We analyzed a total of 112 full- and short papers from the ACM Recommender Systems Conference (RecSys) 2017 and 2018. Of these 112 papers, 88 papers (79%) used offline datasets, the remaining 24 papers (21%) did not use datasets but conducted e.g. user studies or online evaluations. For the 88 papers that used offline datasets we analyzed, which datasets the researchers used.
The authors of the 88 papers used a total of 64 unique datasets, whereas we counted different variations of MovieLens (100k, 1m, ….), Amazon and Yahoo! as the same dataset.
Our analysis empirically confirms what is common wisdom in the recommender-system community already: MovieLens is the de-facto standard dataset in recommender-systems research. 40% of the full- and short papers at the ACM RecSys Conference 2017 and 2018 used the MovieLens dataset in some variations. The second most popular dataset is Amazon, which was used by 35% of all authors. Other popular datasets are shown below and include Yelp (13%), Tripadvisor (8%), Yahoo! (6%), BookCrossing (5%), Epinions (5%), and LastFM (5%). 11% of all researchers used a proprietary dataset, and 2% used a synthetic dataset.

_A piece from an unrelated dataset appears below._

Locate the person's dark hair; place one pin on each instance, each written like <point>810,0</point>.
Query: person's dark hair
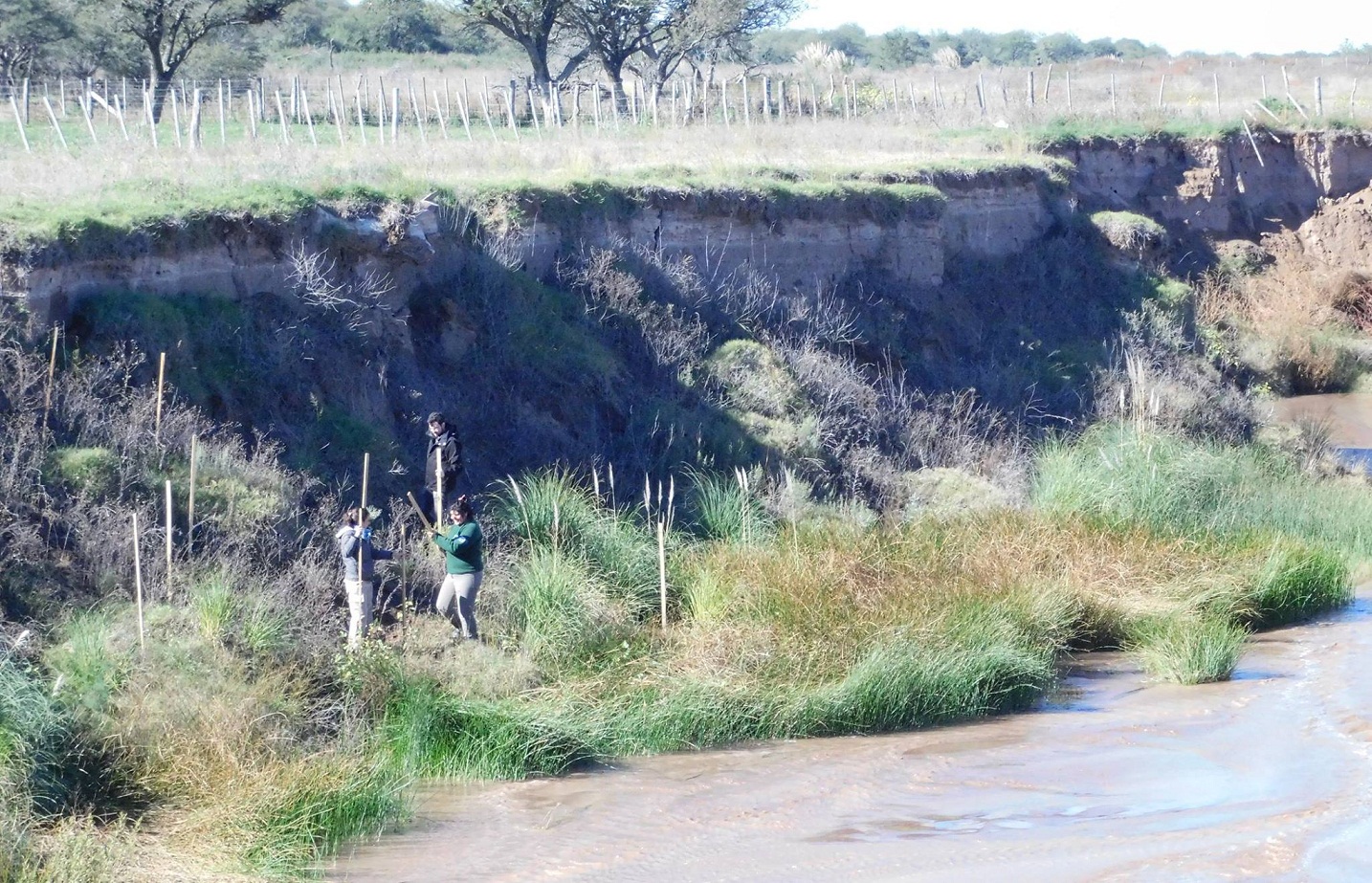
<point>462,506</point>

Of those 35 manuscripts having used one (or several) MovieLens datasets, the MovieLens 1m dataset was the most popular MovieLens variation (43%), i.e. of those researchers using MovieLens, 43% used the MovieLens 1m dataset (and possibly additional variations). MovieLens 20m was the second most popular variation (29%) and MovieLens 100k the third most popular variation (23%). Only one author (3%) used the MovieLens Latest, Full dataset, and no one used the MovieLens Latest, Small dataset, which is good as the MovieLens team recommends to not using the MovieLens Latest datasets for research as these datasets change over time. 11% of those researchers using MovieLens did not specify, which variation they used.
50% of the researchers conducted their research with a single dataset (if researchers used multiple variations of e.g. MovieLens, we counted this as one dataset), 31% used two datasets, and only 2% used six or more datasets (Figure 4). The highest number of datasets being used was 7. On average the researchers used 1.88 datasets.